La Saguto si ritiene una specie di Nobel dell’amministrazione dei beni giudiziari, una donna nata per fare proprio questo lavoro e farlo al meglio e cita, ad esempio e a sostegno della sua tesi, le molte volte che la ex-presidente della Commissione Parlamentare Antimafia, Rosy Bindi ha elogiato il suo lavoro. Ma all’epoca molte cose dovevano ancora venire fuori. Per non dire del cortocircuito che, a un certo punto, si è creato nel circo Barnum dell’Antimafia da salotto.

Non si può dire che la Saguto non si sia preparata a fondo, in maniera pignola e quasi maniacale, per replicare alle accuse dei pm che la stanno processando. Snocciola cifre e dati – «da quando sono tornata alla Sezione Misure di prevenzione al Tribunale di Palermo c’è stato un aumento del 400 per cento delle misure. Non lo dico io, ma è un dato del Ministero che ci ha chiesto il valore dei beni sequestrati e confiscati che amministravamo. Noi amministravamo il 45 per cento delle misure di prevenzione di tutta Italia» – e ricorda alla Corte come Cosa Nostra avesse progettato di ucciderla: «Ricordo che una volta fui raggiunta a Piano Battaglia, dove ero in vacanza con la mia famiglia, e portata via perché c’era una intercettazione di un latitante che diceva che dovevo saltare in aria».

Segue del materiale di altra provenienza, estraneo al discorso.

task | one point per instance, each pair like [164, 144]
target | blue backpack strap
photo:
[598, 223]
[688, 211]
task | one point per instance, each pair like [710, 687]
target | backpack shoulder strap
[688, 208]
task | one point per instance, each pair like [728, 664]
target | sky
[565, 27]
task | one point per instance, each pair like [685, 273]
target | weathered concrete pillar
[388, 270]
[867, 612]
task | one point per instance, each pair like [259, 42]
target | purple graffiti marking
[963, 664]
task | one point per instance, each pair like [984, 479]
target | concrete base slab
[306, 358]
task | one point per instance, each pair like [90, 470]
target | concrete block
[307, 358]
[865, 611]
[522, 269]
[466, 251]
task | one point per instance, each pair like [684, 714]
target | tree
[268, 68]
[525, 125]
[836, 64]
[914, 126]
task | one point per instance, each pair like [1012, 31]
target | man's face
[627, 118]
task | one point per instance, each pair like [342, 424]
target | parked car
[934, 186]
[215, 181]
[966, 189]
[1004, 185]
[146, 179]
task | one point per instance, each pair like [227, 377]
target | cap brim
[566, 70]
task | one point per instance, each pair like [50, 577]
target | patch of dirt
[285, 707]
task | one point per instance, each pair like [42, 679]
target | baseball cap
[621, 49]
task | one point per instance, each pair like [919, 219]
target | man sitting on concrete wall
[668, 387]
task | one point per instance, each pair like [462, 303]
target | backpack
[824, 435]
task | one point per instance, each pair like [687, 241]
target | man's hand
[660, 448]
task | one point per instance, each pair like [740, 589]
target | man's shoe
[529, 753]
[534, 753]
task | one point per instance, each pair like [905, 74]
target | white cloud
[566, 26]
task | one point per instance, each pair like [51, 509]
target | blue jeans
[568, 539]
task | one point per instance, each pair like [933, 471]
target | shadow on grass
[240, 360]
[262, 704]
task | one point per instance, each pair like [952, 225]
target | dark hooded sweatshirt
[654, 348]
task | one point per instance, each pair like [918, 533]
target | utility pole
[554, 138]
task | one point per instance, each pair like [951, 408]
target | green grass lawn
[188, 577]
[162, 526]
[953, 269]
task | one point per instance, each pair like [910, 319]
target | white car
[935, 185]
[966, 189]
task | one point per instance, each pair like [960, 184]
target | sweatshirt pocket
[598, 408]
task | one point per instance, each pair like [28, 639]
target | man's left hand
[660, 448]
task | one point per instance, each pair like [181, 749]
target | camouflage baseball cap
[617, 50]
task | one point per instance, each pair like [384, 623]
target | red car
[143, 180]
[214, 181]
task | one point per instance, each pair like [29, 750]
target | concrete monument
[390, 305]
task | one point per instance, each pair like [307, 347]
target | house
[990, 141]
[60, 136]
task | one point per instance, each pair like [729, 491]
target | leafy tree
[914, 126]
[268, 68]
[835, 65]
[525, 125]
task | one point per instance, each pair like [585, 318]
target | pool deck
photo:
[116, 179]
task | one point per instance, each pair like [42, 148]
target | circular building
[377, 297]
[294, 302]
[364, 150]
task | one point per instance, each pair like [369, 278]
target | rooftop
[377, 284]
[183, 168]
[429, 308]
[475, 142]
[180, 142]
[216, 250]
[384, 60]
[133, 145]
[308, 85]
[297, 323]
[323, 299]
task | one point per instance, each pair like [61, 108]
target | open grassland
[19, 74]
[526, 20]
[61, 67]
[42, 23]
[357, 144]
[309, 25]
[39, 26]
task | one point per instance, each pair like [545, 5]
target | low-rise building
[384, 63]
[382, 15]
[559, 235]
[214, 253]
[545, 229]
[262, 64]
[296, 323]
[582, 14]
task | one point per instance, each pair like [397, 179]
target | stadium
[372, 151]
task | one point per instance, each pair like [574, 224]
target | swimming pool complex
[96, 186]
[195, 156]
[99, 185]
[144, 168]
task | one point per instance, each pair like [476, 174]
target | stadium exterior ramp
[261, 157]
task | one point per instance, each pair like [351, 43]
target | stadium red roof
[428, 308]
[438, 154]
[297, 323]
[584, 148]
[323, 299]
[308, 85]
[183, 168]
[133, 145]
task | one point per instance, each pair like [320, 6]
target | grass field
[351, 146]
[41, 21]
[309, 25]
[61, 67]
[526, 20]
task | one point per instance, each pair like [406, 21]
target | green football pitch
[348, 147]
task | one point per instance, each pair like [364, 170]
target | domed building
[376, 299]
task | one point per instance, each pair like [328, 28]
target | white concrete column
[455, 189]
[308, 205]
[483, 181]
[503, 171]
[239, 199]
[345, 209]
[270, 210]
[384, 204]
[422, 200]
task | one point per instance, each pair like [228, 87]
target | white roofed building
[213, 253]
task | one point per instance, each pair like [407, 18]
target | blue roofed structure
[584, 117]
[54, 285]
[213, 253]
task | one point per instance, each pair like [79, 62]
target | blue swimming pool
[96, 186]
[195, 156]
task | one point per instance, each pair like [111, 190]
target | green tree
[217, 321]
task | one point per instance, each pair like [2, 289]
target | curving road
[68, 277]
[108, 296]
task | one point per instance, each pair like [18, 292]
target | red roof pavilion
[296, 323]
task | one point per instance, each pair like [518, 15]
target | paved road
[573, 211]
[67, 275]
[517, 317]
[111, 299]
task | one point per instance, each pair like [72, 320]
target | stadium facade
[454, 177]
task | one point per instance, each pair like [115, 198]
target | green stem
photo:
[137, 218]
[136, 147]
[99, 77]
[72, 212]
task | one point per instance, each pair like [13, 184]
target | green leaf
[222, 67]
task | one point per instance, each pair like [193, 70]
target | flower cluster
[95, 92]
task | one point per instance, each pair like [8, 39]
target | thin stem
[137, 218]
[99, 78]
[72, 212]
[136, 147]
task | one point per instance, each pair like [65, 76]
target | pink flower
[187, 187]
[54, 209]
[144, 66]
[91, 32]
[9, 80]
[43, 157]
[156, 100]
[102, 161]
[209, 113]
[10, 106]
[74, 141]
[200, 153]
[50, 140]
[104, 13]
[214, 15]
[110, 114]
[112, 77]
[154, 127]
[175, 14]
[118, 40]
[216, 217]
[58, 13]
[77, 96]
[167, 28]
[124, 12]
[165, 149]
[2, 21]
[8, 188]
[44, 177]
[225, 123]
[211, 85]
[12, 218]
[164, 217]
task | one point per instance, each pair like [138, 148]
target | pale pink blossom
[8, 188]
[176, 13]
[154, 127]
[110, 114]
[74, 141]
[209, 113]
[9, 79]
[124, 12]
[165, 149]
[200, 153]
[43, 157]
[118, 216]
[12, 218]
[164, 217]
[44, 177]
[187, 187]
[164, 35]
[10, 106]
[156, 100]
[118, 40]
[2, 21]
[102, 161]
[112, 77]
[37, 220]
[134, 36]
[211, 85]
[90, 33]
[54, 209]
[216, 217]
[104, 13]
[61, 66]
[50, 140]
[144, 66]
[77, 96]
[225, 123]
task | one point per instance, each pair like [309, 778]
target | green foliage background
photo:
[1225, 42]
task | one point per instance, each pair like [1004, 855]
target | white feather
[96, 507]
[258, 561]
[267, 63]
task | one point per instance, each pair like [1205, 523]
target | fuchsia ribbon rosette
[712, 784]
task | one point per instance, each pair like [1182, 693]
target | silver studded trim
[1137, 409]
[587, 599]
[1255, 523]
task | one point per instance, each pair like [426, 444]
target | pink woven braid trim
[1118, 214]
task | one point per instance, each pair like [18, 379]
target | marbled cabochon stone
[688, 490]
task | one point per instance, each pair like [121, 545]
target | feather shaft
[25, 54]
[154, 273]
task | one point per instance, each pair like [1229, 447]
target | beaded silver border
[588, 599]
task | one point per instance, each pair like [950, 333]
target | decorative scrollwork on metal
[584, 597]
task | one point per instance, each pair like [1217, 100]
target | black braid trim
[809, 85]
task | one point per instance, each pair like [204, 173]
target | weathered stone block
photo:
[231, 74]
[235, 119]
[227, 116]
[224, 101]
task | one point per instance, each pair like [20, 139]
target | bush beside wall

Ma i suoi ex-colleghi magistrati che ora la stanno processando a Caltanissetta non le imputano né di aver lavorato poco né di aver aiutato la mafia quanto, piuttosto, di aver agevolato un gruppo di persone, fra cui il marito, a un certo punto divenuto collaboratore dell’avvocato Seminara, per gestire, con guadagni stratosferici il business delle misure di prevenzione con incarichi che andavano, guarda caso, sempre agli stessi soggetti.

In piazza sono così finiti gli stipendi dei due coniugi – lei 5.500 euro al mese come magistrato, 1.500 ero lui come insegnante al Cnos – ma, soprattutto, le esosissime parcelle che la corte di incaricati, scelti dalla Saguto, staccava. Ed è finita la vita da nababbi che la famiglia della Saguto, figli compresi, faceva, secondo quanto ha raccontato il suo ex-caposcorta ai magistrati.

Ha buon gioco, ora, al processo, Silvana Saguto a squadernare, con uno studiato Coup de théâtre, sul tavolo della Corte di Caltanissetta, la sua vecchia agendina con i nomi di quelli che hanno fatto pressioni su di lei per ottenere incarichi nella gestione delle misure di prevenzione: «L’altra sera ho ritrovato per caso l’agenda in cui mettevo i biglietti che ricevevo ogni giorno – rivela accendendo l’attenzione della Corte – Mi venivano segnalati gli amministratori giudiziari da nominare. Anche da parte di colleghi magistrati. La consegnerò al Tribunale questa agenda».
E inizia a fare un elenco di persone: «Intanto, le segnalazioni arrivavano dai miei colleghi: La Cascia, Guarnotta, D’Agati, Tona. Ma c’erano anche avvocati che mi facevano segnalazioni. Persone di fiducia. Con i beni sequestrati lavoravano anche i figli di miei colleghi, ad esempio dei giudici Ingargiola e Puglisi. Ma non solo. Il fratello di Vittorio Teresi lavorava con l’amministratore giudiziario Collovà. Ma non è un pregiudizio, accadeva così», cerca di sostenere l’ex-presidente della sezione Misure di prevenzione del Tribunale di Palermo.

E, a rincarare la dose: «In questa agenda ci sono tutti. Tutti mi facevamo segnalazioni. Io chiedevo solo che fossero persone qualificate, soprattutto persone che provenivano dal Dems, il corso voluto dai professori universitari Fiandaca e Visconti – dice elencando i nomi – Marco Nicola Luca, Stefano Mandalà, non so chi siano, provenivano dal Dems». Un siluro che avrà, di certo, conseguenze processuali.